Most notably, House Bill 9 would likely reduce consumers’ access to platforms and drive companies to change business models or create a paid category of social media. Social media platforms and apps often use the data collected from users to sell advertisements. For example, around 97 percent of Facebook’s revenue comes from advertising that is based on data that its customers have voluntarily opted into sharing in exchange for using Facebook for free. If companies were forced to give free access to customers who completely blocked the sharing of that data, some platforms would have to shift to other business models and find other revenue sources to cover their costs.  

Users are already free to choose which apps they use. The large number of consumers who willingly share their data or consider viewing ads as the “price” of using and benefiting from free digital services shows most users don’t consider themselves harmed by the data they share. It is a trade-off they are willing to make. Most people are choosing to trade some of their data for digital services, knowing they can end that relationship whenever they choose.  

House Bill 9 tries to create a space for people who want to use digital services but don’t want to share their data, but this space is already developing and evolving without state legislation. Many popular web browsers, for instance, already contain features that allow users to set tracking and privacy preferences, such as cookie retention and deletion.

Different apps and platforms choose different approaches to data privacy, which is a good thing because users can select the apps they want to use based on how much data the respective app wants from the user.  This variation and innovation is better for consumers and businesses than a state law that mandates how firms are allowed to handle data. 

Importantly, HB 9 also fails to adequately distinguish between privacy and security by including a requirement that companies must “implement reasonable security procedures” to protect data.  Privacy refers to how the data is shared legally with other companies and security addresses illegal breaches of that data or other improper releases related to technical failures and hacks.  There are already laws governing security requirements for companies that collect data, plus a robust regime of civil liability if firms negligently treat consumer data.   

Hence, most digital companies already have security protocols in place. HB 9, however, adds the new twist of a private right of action, which would allow any individual consumer to bring a lawsuit against a company for perceived data privacy harms. 

In the event of actual online data breaches, it is rarely one single individual who is harmed by a data breach but, rather, like in the Equifax breach that exposed the private information of over 100 million people, a class action is created that lets all the harmed consumers seek redress. 

The provisions in HB9 would allow lawsuits by individuals claiming violations of any of a host of very minor procedural requirements regardless of whether or not there are actual consumer harms. This could unleash a ridiculous flood of lawsuits from individuals who are trying to force digital service companies to change their policies. 

For example, the bill requires that users’ requests to opt-out or be deleted be completed in less than 10 days. Thus, users could frequently opt-in and out of data sharing with the hope that the firm does not comply with one of these requests in time, giving grounds for a suit. 

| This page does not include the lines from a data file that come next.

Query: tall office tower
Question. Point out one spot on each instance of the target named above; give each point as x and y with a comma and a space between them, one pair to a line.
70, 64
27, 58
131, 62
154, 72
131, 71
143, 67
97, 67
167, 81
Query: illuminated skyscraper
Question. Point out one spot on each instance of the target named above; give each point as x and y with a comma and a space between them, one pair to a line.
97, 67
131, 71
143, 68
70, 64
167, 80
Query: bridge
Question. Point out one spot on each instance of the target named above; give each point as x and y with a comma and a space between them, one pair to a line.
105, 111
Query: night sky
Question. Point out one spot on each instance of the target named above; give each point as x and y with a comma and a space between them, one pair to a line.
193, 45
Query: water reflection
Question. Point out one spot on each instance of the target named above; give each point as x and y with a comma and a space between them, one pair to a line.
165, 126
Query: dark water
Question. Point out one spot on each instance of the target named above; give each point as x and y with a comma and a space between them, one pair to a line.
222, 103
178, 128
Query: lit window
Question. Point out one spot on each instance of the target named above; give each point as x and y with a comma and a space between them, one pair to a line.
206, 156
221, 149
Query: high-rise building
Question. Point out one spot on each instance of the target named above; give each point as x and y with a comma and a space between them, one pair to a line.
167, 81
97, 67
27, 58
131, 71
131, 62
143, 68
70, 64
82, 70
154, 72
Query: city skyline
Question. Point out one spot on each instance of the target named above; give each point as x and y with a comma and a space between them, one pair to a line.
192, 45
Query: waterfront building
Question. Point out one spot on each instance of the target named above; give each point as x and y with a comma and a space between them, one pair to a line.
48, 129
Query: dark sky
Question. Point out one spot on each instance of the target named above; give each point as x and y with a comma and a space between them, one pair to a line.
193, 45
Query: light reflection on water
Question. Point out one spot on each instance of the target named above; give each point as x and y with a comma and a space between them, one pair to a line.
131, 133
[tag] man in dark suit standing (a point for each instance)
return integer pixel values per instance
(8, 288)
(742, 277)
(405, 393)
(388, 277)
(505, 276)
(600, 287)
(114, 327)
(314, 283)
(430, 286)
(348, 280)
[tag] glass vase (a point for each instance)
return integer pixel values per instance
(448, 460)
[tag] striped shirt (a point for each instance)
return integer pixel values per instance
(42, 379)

HB 9 is ripe for abuse and would greatly increase compliance and litigation costs for companies, which would likely increase the cost of using digital services for consumers. Rather than enabling lawsuits through HB 9, lawmakers should want unhappy customers to seek out other digital service companies that offer the policies they prefer. 

Rather than reducing the products available to consumers and increasing the costs of doing business in Florida, a better path forward would be for the state to take a consumer-focused approach. That approach would start by recognizing that consumers already have a choice in whether or not to use any free digital services that require data in return. Most consumers overwhelmingly do choose to do so—viewing what they gain from the apps and platforms to be as valuable as the data they’re providing. 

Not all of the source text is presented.